Representatives from Abu Dhabi Tourism Authority cheered ecstatically in the middle of a speech by Sepp Blatter, the Fifa president in Sydney, Australia, two years ago when it was announced that the UAE had been selected to host the Club World Cup for 2009 and 2010. Arrangements were then put in place to welcome the best footballers from all five continents to the capital last December for what proved a splendid finale to a fabulous calendar year for FC Barcelona, the Spanish giants, who completed an unprecedented clean sweep of six trophies. To round off that grand slam, Barca had to come from behind against Estudiantes de la Plata, the South American champions, in a dramatic final in which the packed crowd at Zayed Sports City were treated to an inspirational display by Lionel Messi, the world's best player.
The tantalising prospect of Messi and his brilliant colleagues returning at the end of this year depends on their surviving tonight's daunting Uefa Champions League semi-final return leg against Inter Milan. But whatever happens in Europe and in the South American equivalent, the Copa Libertadores, the 2010 Club World Cup final promises to be another Abu Dhabi occasion to savour.
The Dubai Sevens has become an integral part of the IRB World Sevens Series and it is a red letter day in the diaries of expatriates from a cluster of rugby-playing nations. Those committed supporters got a double helping of the game last year when the Sevens World Cup also came to Dubai to supplement the well-established Sevens event. Originally staged at the Dubai Exiles ground, the three-day carnival moved to its new home, appropriately called The Sevens, last year.
The recent opening of the impressive stadium at Dubai Sports City has given extra strength to the UAE in its desire to stage top-class international cricket. Pakistan have turned the Emirates into a second home and have entertained several rival nations here at ODI and Twenty20 level. With the Zayed Stadium in Abu Dhabi offering a busy schedule of ODIs, T20s and pre-season games for English county sides and Sharjah providing facilities for Test and county players, the only way is up for the UAE's cricket portfolio.

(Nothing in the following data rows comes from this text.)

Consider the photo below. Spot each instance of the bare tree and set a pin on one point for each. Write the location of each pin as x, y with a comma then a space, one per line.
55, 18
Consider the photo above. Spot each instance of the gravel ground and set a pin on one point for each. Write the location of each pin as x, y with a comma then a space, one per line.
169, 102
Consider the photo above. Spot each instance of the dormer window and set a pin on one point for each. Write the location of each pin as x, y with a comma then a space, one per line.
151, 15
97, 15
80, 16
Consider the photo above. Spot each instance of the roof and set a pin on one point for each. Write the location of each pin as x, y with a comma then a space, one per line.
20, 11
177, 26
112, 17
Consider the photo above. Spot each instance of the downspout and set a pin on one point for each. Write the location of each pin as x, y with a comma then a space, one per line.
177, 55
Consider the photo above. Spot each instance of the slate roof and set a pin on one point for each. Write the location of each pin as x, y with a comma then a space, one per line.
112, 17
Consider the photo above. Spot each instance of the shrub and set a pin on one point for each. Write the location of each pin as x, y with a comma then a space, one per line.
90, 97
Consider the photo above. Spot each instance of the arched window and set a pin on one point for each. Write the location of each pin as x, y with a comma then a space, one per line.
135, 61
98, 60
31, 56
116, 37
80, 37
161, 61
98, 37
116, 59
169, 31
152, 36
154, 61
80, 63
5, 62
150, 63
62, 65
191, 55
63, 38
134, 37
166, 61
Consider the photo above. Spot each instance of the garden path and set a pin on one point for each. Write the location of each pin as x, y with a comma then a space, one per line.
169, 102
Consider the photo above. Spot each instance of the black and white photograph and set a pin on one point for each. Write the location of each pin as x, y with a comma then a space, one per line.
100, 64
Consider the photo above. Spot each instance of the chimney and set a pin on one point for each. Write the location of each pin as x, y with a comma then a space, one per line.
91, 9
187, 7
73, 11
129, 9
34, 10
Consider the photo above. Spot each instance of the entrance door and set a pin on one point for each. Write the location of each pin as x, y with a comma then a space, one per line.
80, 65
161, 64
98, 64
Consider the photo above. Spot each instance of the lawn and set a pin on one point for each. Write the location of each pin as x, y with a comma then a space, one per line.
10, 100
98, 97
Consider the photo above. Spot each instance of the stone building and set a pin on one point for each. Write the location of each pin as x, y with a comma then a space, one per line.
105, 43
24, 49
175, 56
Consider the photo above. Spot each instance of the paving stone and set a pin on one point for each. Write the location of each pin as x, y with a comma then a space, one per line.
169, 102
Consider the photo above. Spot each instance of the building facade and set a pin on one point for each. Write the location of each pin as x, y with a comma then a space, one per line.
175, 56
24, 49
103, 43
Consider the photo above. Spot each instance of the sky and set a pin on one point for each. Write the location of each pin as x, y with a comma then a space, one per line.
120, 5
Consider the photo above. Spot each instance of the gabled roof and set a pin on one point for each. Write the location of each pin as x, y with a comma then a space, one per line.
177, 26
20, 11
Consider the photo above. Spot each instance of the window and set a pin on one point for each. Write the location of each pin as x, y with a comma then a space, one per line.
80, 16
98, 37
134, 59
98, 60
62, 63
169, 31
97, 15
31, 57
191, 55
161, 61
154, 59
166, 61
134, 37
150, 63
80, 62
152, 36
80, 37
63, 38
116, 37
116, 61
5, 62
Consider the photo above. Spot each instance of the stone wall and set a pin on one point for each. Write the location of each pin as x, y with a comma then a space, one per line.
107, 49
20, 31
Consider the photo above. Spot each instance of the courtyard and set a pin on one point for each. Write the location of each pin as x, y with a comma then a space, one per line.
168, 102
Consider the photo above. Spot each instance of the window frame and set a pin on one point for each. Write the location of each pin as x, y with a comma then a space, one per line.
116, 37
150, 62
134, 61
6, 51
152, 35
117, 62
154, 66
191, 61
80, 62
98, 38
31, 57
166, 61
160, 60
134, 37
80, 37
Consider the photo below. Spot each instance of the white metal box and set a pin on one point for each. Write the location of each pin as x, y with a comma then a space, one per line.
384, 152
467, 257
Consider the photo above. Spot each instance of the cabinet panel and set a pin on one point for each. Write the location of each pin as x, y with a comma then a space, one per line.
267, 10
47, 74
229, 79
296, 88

Ras al Khaimah came so tantalisingly close this year to hosting this year's America's Cup races. Alinghi, the holders of sport's oldest international trophy until being outpaced by challenger BMW Oracle in Valencia, were actually based at Al Hamra and ready to compete until a United States court order ruled against them. The Emirates were handsomely compensated last month, though, with the announcement that the prestigious Volvo Ocean Race will have one of its eight stop-overs in Abu Dhabi at the end of next year. It will mean a two-week jamboree in the capital during the early days of 2012 to supplement the wide range of yachting events, notably the highly competitive RC44s, that take place off these shores.
The sight of daredevil pilots performing death-defying feats above the Abu Dhabi Corniche in the Red Bull Air Race is one of the viewing highlights of the year. We even have our own hero in Austrian flying ace Hannes Arch, who was signed up last year, as the defending world champion, to guide the Team Abu Dhabi plane through the testing series of gates in the fastest time to thrill a large throng of admirers on the beach.
Not everybody's cup of tea and more often than not too brutal for comfort as ultra-fit gladiators seek to render each other senseless in the confines of a metal cage. There can be no doubting, however, the popularity of this fast-growing spectacle and UFC's first visit to this country earlier this month for an "Invincible" show at Yas Marina had thousands battling to secure tickets.